Newsclippings and Press Releases
Education becomes vital and meaningful when it corresponds to the reality around it, when students are able to use the skills they learn to directly fill needs in the community. We applaud the recent efforts of our two local institutions of higher learning - Imperial Valle College and San Diego State University, Imperial Valley Campus - to align their curriculum more closely to the needs of the Imperial Valley. By doing so they reaffirm their role as uplifters of both our students and our community.
Officials at IVC have announced plans for a reformulated agriculture program in an effort to energize a lackluster department. The Imperial Valley owes much its existence to agriculture -- it is a billion- dollar industry that is literally the lifeblood of the Valley's economy. To have a situation in which our community college offers only two agriculture courses is unacceptable.
To remedy this sorry state, IVC is looking to local growers to find out what specific training and courses are needed. We couldn't think of a more practical approach. The school hopes to begin offering the newly tooled courses in the fall 1999 semester.
The courses will yield at least two benefits: students will gain skills that will be immediately applicable after graduation and the farming community will gain a pool of skilled workers they can plug into existing needs.
Meanwhile SDSU-IV has recently created a master's program to give training to local teachers involved with the highly successful Valle Imperial Project in Science, or VIPS Science program. Thirty area elementary school teachers will use the program to hone their own science knowledge and gain expertise in the hands-on, inquiry-based approach to teaching science that VIPS is all about. Those 30 teachers will then become a leadership vanguard in the Valley, able to pass on what they've learned to other teachers.
SDSU-IV's initiative in pursuing grant funds and setting up the master's program displays a real commitment to becoming a partner in the life of the community, not just a bystander watching from a distance.
We only hope to see more programs like these in the future and that IVC and SDSU-IV will continue to search for more ways to become integral and vibrant parts of our communities.
The message IVC and SDSU-IV are sending the Imperial Valley is one of which we should all take heed: We're all in this together.
Reproduced with permission from the Imperial Valley Press.
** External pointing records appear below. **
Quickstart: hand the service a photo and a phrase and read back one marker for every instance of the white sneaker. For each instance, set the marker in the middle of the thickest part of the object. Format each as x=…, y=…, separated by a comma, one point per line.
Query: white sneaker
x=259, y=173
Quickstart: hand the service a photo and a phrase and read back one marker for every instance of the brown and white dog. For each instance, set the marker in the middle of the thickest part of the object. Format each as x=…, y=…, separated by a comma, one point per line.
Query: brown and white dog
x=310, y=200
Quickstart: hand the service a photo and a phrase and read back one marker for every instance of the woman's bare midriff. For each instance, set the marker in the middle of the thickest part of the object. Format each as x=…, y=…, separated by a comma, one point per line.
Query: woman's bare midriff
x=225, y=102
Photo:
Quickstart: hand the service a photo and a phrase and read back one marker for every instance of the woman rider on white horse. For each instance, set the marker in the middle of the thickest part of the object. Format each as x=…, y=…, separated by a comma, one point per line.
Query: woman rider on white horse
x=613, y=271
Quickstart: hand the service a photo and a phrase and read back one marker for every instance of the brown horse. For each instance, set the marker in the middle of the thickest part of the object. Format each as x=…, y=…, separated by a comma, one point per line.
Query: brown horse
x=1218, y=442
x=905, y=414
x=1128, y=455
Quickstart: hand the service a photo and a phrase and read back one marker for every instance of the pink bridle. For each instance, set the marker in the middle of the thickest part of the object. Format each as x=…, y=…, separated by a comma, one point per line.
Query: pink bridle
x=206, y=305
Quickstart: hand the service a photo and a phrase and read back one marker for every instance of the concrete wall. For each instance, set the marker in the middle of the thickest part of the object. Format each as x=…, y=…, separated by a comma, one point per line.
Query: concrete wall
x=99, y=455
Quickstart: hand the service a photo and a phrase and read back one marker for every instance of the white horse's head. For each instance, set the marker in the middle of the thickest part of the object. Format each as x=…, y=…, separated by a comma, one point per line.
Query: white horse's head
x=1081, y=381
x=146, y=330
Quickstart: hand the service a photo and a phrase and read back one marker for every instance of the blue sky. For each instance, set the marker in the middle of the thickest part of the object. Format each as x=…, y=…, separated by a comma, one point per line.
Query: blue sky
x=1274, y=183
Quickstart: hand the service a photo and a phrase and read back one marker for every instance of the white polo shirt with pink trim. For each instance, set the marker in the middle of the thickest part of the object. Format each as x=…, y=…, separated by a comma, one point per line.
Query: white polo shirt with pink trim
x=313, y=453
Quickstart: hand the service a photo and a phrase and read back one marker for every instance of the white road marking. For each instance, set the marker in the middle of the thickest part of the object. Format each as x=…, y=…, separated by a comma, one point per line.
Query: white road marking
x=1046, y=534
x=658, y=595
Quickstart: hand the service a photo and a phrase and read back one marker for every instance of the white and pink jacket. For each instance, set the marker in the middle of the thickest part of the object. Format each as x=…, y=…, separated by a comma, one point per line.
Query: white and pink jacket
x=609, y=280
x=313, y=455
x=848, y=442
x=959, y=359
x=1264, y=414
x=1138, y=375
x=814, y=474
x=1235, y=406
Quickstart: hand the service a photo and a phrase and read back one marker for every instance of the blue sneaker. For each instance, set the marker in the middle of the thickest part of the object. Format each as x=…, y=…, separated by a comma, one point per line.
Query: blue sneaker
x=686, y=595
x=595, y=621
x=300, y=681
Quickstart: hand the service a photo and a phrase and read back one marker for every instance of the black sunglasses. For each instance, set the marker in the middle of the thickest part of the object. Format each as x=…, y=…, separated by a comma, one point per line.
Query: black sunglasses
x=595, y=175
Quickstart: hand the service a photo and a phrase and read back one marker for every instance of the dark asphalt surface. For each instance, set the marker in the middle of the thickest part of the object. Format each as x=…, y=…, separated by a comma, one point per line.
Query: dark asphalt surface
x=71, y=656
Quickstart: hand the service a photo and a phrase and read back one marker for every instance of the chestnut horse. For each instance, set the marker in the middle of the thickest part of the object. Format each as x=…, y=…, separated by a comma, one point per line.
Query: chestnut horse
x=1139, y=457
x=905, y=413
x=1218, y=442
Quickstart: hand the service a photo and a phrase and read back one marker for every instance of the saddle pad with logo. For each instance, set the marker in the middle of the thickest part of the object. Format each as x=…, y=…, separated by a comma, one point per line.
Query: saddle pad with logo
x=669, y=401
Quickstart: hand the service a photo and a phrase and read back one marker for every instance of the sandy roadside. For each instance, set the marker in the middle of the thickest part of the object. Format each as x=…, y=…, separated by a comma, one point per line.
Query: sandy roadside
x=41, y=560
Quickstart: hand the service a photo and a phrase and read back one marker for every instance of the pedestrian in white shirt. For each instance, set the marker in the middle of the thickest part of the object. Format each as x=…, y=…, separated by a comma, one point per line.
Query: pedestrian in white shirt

Originally published 2/1/99.
CALEXICO - San Diego State University's Imperial Valley Campus has announced the creation of a new master's degree program in science education that is being hailed by local education officials as a vital component in the El Centro (elementary) School District's nationally recognized Valle Imperial Project in Science, or VIPS.
Earlier this month SDSU/IV received a $372,128 grant from the federally funded Eisenhower Project to help pay for the three-year Science Teacher Academy and Master's Program, or STAMP, which will provide working teachers with an intensive training in VIPS methodology they will be expected to impart to other teachers in the Valley.
"The program will increase teacher content knowledge and further develop teacher experience in the area of inquiry-based science," said SDSU/IV coordinator of teacher education Leslie Garrison.
"It will further the training for a select group which will become a teacher training cadre for the Valley."
Garrison said the 30 participants for the program -- from 15 schools in Holtville, El Centro, Calexico, Seeley, Imperial and Brawley - have just been selected and will begin classes March 30.
Originally based on a model begun in Mesa, Ariz., and further developed by Caltech and the Pasadena Unified School District 13 years ago, VIPS makes science something students do and experiences opposed to simply learning through books.
For example, sixth -grade students study the concept of variables by conducting experiments with plants. Studying the effects of light, heat, water and fertilizer on plant growth, students not only learn about plant life but about how variables function.
Subjects are broken down into four eight-to-ten week units at each grade level. Each unit comes with its own kit filled with hands-on exercises and experiments designed to guide students through the subject matter. The kits, which are rotated among the classes at the different schools, include periodic testing to make sure students are ready to move on to the next unit.
The master's program will "help teachers doing the kits to learn more about the science behind the kits," said Garrison, adding science is not traditionally a major part of undergraduate training for teachers.
VIPS began at the El Centro (elementary) School District three years ago and has since gone countrywide thanks to $3.3 million grant from the National Science Foundation. The program has garnered national and international attention for its work in teacher training and developing VIPS methodology.
ECSD Superintendent Michael Klentschy, a driving force behind VIPS, called the creation of the master's program an important step in developing a self-sustaining leadership pool of VIPS teachers.
"That's the key ingredient in any reform effort," he said.
The master's program is not the first partnership between VIPS and SDSU/IV. This was the first year of classes for students studying to become teachers in the VIPS approach to teaching science, and next school year will see the entrance of that first generation of intensively trained teachers into Imperial Valley classrooms.
"The SDSU teacher education program is on the cutting edge by providing a focused approach to teacher leadership in this community," Klentschy said.
The grant money, administered by the California Post Secondary Education Commission, will help defray the cost of professors over the summer, reduce the cost of tuition for summer classes, build SDSU science resources and fund summer retreats for teachers to such places as the Wild Animal Park in San Diego, where teachers will study zoology.